Pere Tomàs encara la próxima temporada en el Covirán Granada con una idea muy precisa: recuperar el papel competitivo que perdió el curso pasado y volver a sentirse parte activa de la rotación. El alero de Llucmajor, que cumplirá 37 años en septiembre, reconoció que su aportación en la pasada Liga Endesa fue “testimonial” y que hubo partidos en los que ni siquiera entró en convocatoria. Esa sinceridad dibuja el punto de partida de una campaña que para él tiene un valor doble: deportivo y personal.
La continuidad del balear en Granada, donde completará seis temporadas, no es un dato menor en un mercado cada vez más volátil. El propio jugador subrayó que permanecer tanto tiempo en un mismo club “no suele pasar” y agradeció la confianza depositada por la entidad. En un contexto en el que las plantillas se reformulan con rapidez y los vínculos largos son escasos, su renovación aporta una referencia de estabilidad a un proyecto que busca asentarse en una categoría exigente.

La confianza de Arturo Ruiz, factor decisivo
Tomàs explicó que la figura de Arturo Ruiz fue determinante para prolongar su etapa en Granada.
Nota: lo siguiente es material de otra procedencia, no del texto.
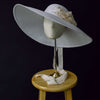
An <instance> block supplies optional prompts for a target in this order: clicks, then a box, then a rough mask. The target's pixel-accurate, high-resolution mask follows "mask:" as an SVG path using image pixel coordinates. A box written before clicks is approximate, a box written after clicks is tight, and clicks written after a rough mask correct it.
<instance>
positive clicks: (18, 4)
mask: <svg viewBox="0 0 100 100" xmlns="http://www.w3.org/2000/svg"><path fill="white" fill-rule="evenodd" d="M13 15H14V18H15V21H16V22H17V24H18V26H19V27H20V28H21V29H22V31H23V32H24V33H25V34H26V35H28V36H29V37H30V38H32V39H33V40H35V41H37V42H39V43H42V44H44V45H48V46H54V41H53V39H49V38H48V37H46V35H45V33H44V28H43V21H44V18H47V19H50V20H52V21H54V22H56V23H59V24H61V25H63V26H65V27H66V31H65V32H64V33H63V35H62V36H61V37H60V38H58V39H57V47H63V48H71V47H80V46H83V45H87V44H89V43H91V42H92V38H90V37H89V36H88V35H87V34H86V33H84V32H83V31H82V30H80V29H79V28H78V27H76V26H74V25H73V24H71V23H69V22H67V21H65V20H63V19H61V18H59V17H57V16H55V15H52V14H50V13H47V12H44V11H41V10H38V9H35V8H31V7H27V6H24V5H21V4H16V5H15V6H14V8H13Z"/></svg>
Según relató, el técnico malagueño le transmitió la necesidad de recuperar la ilusión para iniciar otra vez una temporada con ambición y pelear por minutos y espacio en la rotación. Esa conversación parece haber reactivado a un jugador que admite haber pasado un último año complicado, no solo por su participación reducida, sino por el impacto que eso tiene en la motivación de un veterano acostumbrado a un rol más influyente.
El mensaje que deja el propio alero es nítido: no plantea la campaña como un ajuste de mínimos, sino como una oportunidad para reconstruir su protagonismo paso a paso. Habla de energía renovada, hambre y prudencia. Ese equilibrio resulta relevante en un perfil como el suyo, porque en jugadores de larga trayectoria la diferencia entre sostenerse y quedar relegados suele depender tanto del rendimiento físico como de la capacidad para asumir con naturalidad un nuevo lugar en el grupo.
Un vestuario nuevo que aún debe cuajar
Más allá de su situación individual, Tomàs también puso el foco en el trabajo colectivo del Covirán Granada. Valoró que el club se ha movido con rapidez en el mercado y ha reunido piezas importantes en todas las posiciones, pero advirtió que el equipo todavía es, en sus palabras, una suma de nombres que necesita convertirse en bloque. La observación no es retórica: en un vestuario renovado, la primera tarea suele ser ordenar jerarquías, fijar roles y acelerar la asimilación de las ideas del entrenador.
Ese proceso será especialmente importante en la Primera FEB, a la que el jugador se refirió como una competición de enorme dificultad. Su lectura coincide con la experiencia acumulada por numerosos clubes que han comprobado que el favoritismo previo no garantiza el ascenso. El ejemplo de Estudiantes, citado por Tomàs tras encadenar varias temporadas en el intento de regresar a la ACB, resume bien la dureza de una liga en la que el margen de error es estrecho y la continuidad competitiva pesa tanto como la calidad individual.
En ese escenario, la renovación de Tomàs no solo tiene valor simbólico. Para Granada supone conservar una voz con recorrido dentro del vestuario y un jugador que conoce el entorno, la exigencia y los ritmos de un proyecto que aspira a recuperar impulso. Para él, en cambio, el reto es más íntimo: volver a jugar con presencia real y demostrar que todavía puede sostener minutos útiles en un contexto de alta competitividad. La temporada arranca, así, con una negociación abierta entre la memoria de un veterano y las necesidades de un equipo que todavía está en construcción.